When a Google antitrust case over online search went to trial last year, he urged government lawyers to argue louder and louder that the sheer scale of the company's operations consolidated its power and made it harder for its rivals to deal with two people compete knowledge of the matter said. That idea was a central theme when the case was heard in a Washington court last fall. (A decision is expected later this year.)
Mr. Kanter also oversaw the final months of the Justice Department's investigation into Google's control over online advertising technology. He argued to his colleagues that the government should push for the lawsuit to be decided by a jury rather than a judge, which is the norm in similar civil cases, a person familiar with the matter said. A jury trial is scheduled to begin in September.
Mr. Kanter's work has come under scrutiny from critics who question whether he and his compatriots are pushing the boundaries of antitrust law too far and harming the economy.
William Kovacic, a law professor at George Washington University and former chairman of the FTC, said Mr. Kanter had not yet secured a victory in the kind of sweeping monopoly lawsuit the agency pursued against Apple and Google.
“In some ways he’s still looking for the more prominent trophy for the mantel,” he said. “If you win one of these monopolization cases, you can have the rest of the decade off.”

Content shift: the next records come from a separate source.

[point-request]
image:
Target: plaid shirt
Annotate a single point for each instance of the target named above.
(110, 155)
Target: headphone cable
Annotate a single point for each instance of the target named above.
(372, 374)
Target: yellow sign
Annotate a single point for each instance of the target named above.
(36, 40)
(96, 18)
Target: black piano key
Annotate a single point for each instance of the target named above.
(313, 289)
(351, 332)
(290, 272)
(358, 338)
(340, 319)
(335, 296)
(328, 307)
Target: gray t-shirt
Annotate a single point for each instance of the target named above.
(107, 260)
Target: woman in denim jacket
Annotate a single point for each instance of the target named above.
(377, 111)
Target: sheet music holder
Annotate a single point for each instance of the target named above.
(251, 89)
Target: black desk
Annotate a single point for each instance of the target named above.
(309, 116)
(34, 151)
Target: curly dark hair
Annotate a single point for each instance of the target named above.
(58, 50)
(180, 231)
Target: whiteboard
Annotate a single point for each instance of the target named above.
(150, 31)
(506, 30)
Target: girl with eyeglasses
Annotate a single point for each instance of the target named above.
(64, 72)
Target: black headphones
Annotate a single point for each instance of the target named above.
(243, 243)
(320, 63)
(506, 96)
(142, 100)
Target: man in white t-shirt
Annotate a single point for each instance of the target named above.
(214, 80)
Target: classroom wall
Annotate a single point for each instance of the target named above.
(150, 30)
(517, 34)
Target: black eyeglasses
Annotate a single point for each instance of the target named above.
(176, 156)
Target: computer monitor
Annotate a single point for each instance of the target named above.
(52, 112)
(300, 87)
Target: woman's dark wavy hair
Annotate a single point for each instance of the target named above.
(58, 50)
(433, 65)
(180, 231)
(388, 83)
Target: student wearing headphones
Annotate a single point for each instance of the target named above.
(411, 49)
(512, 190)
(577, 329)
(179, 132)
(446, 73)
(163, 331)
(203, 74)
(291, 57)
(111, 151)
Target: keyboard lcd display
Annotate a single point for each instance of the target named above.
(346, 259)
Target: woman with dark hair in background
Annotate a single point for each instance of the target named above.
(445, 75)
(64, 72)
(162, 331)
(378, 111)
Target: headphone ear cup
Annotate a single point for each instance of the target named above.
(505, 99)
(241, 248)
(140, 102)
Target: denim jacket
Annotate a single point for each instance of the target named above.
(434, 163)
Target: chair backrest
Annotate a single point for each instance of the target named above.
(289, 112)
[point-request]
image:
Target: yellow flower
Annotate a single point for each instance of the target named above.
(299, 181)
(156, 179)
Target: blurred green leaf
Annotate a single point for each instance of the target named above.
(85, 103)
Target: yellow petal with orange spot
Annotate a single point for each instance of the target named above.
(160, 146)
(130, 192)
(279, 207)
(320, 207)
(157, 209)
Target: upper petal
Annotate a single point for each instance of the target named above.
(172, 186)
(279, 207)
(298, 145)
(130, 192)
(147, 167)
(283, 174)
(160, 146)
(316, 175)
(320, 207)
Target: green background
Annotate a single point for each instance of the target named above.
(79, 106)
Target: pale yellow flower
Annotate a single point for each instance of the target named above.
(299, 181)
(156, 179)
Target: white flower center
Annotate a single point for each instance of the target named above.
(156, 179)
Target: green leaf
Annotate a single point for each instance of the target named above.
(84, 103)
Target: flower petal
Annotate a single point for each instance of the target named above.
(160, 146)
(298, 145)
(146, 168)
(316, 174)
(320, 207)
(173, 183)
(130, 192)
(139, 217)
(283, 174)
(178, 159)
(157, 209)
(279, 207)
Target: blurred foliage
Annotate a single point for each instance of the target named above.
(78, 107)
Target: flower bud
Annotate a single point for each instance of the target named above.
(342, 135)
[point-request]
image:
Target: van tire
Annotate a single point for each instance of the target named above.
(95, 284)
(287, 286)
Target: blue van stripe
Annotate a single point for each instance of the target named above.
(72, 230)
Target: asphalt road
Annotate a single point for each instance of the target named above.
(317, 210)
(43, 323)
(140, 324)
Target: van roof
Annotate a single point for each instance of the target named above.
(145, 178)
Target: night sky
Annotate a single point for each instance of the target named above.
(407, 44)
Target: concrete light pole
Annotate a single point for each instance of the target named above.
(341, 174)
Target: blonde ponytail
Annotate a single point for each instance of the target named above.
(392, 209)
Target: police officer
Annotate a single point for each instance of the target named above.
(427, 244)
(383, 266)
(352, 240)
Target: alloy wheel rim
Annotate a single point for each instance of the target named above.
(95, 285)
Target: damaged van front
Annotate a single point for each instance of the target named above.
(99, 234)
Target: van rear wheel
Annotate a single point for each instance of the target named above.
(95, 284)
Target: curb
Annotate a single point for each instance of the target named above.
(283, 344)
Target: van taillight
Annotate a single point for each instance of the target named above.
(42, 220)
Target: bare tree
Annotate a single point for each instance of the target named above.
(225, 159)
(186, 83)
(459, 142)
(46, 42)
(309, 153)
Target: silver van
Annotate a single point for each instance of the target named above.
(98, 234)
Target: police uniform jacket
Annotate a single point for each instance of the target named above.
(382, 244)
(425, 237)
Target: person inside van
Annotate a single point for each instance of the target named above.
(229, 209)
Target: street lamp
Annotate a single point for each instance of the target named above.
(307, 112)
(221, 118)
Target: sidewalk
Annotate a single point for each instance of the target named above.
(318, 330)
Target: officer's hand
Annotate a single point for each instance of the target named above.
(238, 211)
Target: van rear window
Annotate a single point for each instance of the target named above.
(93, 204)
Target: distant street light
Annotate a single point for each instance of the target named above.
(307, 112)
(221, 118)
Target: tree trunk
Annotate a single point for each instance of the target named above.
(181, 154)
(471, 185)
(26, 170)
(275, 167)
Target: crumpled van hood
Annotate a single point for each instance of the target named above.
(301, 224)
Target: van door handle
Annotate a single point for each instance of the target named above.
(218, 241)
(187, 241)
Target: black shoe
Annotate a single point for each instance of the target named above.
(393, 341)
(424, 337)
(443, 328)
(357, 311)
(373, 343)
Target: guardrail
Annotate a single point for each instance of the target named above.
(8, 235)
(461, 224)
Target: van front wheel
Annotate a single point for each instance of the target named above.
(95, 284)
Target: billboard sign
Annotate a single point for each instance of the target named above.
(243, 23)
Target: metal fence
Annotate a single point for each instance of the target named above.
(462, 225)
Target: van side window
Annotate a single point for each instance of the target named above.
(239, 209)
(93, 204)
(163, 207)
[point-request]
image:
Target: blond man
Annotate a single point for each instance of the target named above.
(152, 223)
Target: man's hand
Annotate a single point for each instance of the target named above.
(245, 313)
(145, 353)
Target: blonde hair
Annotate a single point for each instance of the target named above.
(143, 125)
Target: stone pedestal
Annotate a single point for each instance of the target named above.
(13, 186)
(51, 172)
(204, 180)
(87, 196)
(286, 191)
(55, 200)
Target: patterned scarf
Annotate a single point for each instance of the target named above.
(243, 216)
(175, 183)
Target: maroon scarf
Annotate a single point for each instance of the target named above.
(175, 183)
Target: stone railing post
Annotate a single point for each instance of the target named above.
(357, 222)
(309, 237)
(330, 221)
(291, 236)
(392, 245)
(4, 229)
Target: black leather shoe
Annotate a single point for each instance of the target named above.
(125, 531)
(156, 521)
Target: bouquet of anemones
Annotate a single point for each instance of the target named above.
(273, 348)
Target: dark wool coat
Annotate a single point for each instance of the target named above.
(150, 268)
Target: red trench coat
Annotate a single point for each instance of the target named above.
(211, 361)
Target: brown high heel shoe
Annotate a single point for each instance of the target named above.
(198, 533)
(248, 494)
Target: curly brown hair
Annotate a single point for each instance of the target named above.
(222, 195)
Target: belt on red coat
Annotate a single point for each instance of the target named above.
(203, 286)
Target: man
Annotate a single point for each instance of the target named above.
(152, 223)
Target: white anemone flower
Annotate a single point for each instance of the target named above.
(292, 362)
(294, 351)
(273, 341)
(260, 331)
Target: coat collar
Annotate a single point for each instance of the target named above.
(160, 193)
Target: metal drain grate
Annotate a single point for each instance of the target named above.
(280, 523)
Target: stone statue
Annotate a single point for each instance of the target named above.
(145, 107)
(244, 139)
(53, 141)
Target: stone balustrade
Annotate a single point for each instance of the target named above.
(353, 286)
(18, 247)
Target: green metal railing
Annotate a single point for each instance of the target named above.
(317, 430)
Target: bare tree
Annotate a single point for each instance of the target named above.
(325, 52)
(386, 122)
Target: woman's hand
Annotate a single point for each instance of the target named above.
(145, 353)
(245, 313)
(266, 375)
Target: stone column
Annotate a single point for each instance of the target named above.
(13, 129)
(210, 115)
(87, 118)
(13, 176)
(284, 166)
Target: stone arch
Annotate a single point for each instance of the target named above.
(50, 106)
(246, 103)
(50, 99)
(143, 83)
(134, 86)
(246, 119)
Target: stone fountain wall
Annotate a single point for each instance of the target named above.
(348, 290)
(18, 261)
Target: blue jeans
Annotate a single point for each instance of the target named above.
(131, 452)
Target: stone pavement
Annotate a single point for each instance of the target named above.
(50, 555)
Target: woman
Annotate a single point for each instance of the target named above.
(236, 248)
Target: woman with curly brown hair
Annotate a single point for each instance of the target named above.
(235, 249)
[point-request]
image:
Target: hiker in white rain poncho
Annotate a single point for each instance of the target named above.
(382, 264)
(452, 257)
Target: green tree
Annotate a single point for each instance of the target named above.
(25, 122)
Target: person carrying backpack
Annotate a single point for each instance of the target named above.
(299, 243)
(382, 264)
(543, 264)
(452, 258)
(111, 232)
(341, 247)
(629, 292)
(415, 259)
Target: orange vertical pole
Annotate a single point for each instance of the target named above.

In the January interview, Mr. Kanter defended his push to change the agency's operations. He said the world has changed radically in the last 30 years. People communicate via new media, get their information from different sources and trade on emerging platforms.
“It is important that we recognize these changes if we are to have fit-for-purpose antitrust enforcement in a modern economy,” he said. “And then we adapt to make sure we are enforcing the letter of the antitrust law and applicable precedent. But we are enforcing the law in a way that reflects the realities of today’s economy.”
Tripp Mickle contributed reporting from San Francisco. Jack Begg contributed to the research.